The median duration of anti-tuberculous therapy was 273 days. The management of TB in this cohort is fraught with pharmacological challenges:

  • Drug-Drug Interactions: Rifamycins, a cornerstone of TB treatment, are potent inducers of cytochrome P450 enzymes, which can critically lower the serum levels of calcineurin inhibitors and other immunosuppressants, risking Graft-versus-Host Disease (GvHD).
  • Toxicity: 25% of the study cohort experienced severe adverse reactions to anti-TB medications, requiring treatment modification. This is a significantly higher rate than observed in the immunocompetent population.
  • Mortality: TB-attributable mortality was 9%, highlighting the severity of the infection when it strikes the post-transplant patient.

Expert Commentary

The findings by Imbert de Trémiolles et al. provide a critical roadmap for transplant physicians. The overwhelming correlation between birth origin and TB reactivation suggests that current LTBI screening protocols in low-incidence countries may be insufficient or inconsistently applied to transplant candidates.

There is a clear clinical mandate for the implementation of Interferon-Gamma Release Assays (IGRAs) or Tuberculin Skin Tests (TST) for all candidates born in endemic regions. If LTBI is detected, prophylactic treatment prior to or immediately following transplant should be considered, weighing the risk of hepatotoxicity against the high morbidity of active TB. Furthermore, the prevalence of extrapulmonary symptoms means that clinicians should not rule out TB based solely on a clear chest X-ray in a symptomatic patient with a high-risk background.

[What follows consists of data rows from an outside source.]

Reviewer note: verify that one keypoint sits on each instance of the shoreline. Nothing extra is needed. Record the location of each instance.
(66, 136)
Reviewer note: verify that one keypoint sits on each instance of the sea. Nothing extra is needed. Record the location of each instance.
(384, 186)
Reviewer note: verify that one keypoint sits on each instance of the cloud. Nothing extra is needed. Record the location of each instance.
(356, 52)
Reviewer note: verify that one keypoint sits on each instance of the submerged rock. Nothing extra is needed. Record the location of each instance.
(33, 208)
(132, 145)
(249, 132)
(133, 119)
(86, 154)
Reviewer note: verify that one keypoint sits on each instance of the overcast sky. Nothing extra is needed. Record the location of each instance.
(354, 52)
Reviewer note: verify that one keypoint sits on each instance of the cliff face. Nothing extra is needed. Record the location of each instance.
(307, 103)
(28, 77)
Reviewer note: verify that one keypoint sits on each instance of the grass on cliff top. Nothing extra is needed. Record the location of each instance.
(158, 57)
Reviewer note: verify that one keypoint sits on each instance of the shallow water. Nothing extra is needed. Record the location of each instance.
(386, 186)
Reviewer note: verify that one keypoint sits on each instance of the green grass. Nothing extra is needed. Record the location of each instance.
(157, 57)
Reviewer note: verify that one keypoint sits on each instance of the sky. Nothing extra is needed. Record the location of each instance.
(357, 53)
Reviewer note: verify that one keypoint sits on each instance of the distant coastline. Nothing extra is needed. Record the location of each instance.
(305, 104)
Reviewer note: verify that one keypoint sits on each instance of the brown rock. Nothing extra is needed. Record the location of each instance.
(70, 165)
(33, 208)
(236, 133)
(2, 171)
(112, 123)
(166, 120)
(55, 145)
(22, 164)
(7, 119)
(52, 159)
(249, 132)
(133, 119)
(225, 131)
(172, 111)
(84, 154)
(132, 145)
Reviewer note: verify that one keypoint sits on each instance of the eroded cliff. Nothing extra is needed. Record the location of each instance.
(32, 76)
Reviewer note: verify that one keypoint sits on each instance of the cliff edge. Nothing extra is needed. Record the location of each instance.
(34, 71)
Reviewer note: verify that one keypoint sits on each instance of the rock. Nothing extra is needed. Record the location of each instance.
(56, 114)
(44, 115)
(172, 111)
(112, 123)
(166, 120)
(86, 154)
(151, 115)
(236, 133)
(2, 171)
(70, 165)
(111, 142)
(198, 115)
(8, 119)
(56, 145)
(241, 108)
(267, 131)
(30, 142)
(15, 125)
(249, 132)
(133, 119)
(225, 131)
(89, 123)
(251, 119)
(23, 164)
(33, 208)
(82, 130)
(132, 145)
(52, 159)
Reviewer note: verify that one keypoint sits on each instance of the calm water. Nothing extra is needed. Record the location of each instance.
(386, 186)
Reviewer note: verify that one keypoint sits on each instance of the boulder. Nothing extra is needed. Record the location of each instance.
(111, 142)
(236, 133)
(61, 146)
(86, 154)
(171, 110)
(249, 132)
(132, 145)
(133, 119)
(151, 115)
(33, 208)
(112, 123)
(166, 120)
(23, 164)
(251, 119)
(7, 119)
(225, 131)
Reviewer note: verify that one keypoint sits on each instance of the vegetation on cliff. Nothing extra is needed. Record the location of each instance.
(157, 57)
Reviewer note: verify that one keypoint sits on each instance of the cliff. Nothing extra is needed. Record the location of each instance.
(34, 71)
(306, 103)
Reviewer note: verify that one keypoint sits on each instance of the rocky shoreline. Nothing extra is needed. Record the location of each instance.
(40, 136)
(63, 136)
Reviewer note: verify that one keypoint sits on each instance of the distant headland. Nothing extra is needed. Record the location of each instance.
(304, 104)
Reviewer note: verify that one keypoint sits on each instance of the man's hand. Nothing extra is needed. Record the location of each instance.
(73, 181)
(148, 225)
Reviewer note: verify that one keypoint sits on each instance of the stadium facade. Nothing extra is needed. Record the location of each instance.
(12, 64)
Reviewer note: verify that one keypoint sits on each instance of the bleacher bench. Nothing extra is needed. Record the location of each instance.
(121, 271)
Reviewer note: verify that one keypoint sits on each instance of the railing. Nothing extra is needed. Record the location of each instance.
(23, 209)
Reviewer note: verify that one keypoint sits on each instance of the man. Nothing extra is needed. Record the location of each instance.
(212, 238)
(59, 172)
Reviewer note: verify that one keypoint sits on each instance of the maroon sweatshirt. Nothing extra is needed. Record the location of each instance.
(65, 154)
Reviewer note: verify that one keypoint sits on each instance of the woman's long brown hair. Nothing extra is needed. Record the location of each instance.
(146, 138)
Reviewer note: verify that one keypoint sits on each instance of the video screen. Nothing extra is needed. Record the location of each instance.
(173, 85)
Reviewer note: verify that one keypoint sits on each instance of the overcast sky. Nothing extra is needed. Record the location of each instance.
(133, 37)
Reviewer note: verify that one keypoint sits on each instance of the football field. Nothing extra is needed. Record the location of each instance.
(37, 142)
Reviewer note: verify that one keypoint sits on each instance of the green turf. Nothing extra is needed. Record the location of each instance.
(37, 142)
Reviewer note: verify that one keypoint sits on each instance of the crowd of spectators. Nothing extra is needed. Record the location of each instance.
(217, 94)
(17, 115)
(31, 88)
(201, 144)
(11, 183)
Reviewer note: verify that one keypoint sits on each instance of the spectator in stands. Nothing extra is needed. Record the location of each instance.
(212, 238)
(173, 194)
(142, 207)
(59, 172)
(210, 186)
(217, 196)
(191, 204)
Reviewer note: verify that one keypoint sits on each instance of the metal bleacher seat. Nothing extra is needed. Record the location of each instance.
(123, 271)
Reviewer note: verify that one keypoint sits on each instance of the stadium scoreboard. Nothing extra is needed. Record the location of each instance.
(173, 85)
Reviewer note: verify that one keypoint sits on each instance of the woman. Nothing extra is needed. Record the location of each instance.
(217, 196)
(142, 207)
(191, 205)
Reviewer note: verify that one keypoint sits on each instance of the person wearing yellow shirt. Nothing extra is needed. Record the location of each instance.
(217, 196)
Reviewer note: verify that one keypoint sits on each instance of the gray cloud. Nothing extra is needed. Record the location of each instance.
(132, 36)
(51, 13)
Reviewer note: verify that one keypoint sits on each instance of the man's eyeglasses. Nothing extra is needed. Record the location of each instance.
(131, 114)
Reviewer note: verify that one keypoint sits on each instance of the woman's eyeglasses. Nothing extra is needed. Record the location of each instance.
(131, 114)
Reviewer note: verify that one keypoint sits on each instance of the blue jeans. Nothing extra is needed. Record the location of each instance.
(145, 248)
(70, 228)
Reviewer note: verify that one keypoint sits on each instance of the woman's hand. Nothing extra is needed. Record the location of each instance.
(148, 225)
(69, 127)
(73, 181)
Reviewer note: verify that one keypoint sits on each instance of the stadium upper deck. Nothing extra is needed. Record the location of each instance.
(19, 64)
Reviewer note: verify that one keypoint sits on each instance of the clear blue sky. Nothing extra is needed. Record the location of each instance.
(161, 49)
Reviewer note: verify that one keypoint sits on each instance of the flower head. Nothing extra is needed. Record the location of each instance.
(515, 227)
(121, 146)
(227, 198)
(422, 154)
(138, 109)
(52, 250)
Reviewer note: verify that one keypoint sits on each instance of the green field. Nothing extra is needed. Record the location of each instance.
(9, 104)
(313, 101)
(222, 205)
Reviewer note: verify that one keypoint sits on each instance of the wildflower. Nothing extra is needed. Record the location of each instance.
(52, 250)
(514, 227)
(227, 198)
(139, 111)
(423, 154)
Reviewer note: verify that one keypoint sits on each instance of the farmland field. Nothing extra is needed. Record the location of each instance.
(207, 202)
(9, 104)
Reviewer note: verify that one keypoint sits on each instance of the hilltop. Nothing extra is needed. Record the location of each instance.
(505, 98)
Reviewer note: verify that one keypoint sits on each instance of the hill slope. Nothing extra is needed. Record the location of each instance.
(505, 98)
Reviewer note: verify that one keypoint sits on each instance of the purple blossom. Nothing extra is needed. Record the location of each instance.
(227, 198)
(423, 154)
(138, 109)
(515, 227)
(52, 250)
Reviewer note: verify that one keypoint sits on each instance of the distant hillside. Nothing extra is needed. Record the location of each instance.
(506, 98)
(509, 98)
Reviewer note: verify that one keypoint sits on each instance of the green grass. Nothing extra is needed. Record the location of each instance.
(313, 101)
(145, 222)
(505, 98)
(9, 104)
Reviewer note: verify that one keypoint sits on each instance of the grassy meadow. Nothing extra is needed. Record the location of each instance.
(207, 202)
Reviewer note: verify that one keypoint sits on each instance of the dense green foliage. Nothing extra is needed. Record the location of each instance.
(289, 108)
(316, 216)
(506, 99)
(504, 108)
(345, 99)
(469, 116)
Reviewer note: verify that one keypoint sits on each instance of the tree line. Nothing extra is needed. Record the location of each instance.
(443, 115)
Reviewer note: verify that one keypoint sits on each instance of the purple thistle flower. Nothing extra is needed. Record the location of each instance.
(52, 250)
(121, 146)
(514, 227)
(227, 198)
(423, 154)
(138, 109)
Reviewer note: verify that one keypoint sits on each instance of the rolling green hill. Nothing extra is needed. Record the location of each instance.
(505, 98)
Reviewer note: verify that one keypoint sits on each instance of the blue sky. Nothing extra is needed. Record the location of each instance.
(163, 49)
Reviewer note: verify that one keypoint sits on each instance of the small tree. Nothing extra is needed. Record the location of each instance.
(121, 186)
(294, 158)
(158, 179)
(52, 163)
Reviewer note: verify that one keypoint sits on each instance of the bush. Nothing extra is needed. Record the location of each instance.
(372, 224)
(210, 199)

From a translational perspective, the use of point-of-care diagnostics (similar to the HemoScreen technologies discussed in recent laboratory evaluations) for rapid screening or the development of more sensitive biomarkers for early reactivation could drastically improve outcomes. The high rate of drug toxicity also suggests a need for newer, less toxic anti-mycobacterial regimens tailored for the transplant setting.

Conclusion

Tuberculosis post-Allo-HSCT in low-incidence countries is a rare but life-threatening complication characterized by early reactivation and frequent extrapulmonary involvement. Risk is disproportionately concentrated in patients from endemic regions, making targeted LTBI screening an essential component of pre-transplant workup. While the overall mortality is manageable, the high rate of drug-related toxicity and the complexity of managing extrapulmonary disease necessitate a multidisciplinary approach involving transplant specialists and infectious disease experts. Future research should focus on the safety of shorter, rifamycin-free regimens to minimize hazardous drug-drug interactions in this vulnerable population.

References

  • Imbert de Trémiolles G, et al. Tuberculosis after allogeneic hematopoietic stem cell transplantation: a decade nationwide case-control retrospective study in low-incidence country. Bone marrow transplantation. 2026-03-10. PMID: 41807605.
  • Global Burden of Disease Study 2021. High body-mass index and multiple myeloma risk. Hematology. 2026. PMID: 41808030.
  • Lafont E, et al. Management of infectious complications in Allo-HSCT recipients. SFGM-TC Guidelines. 2024.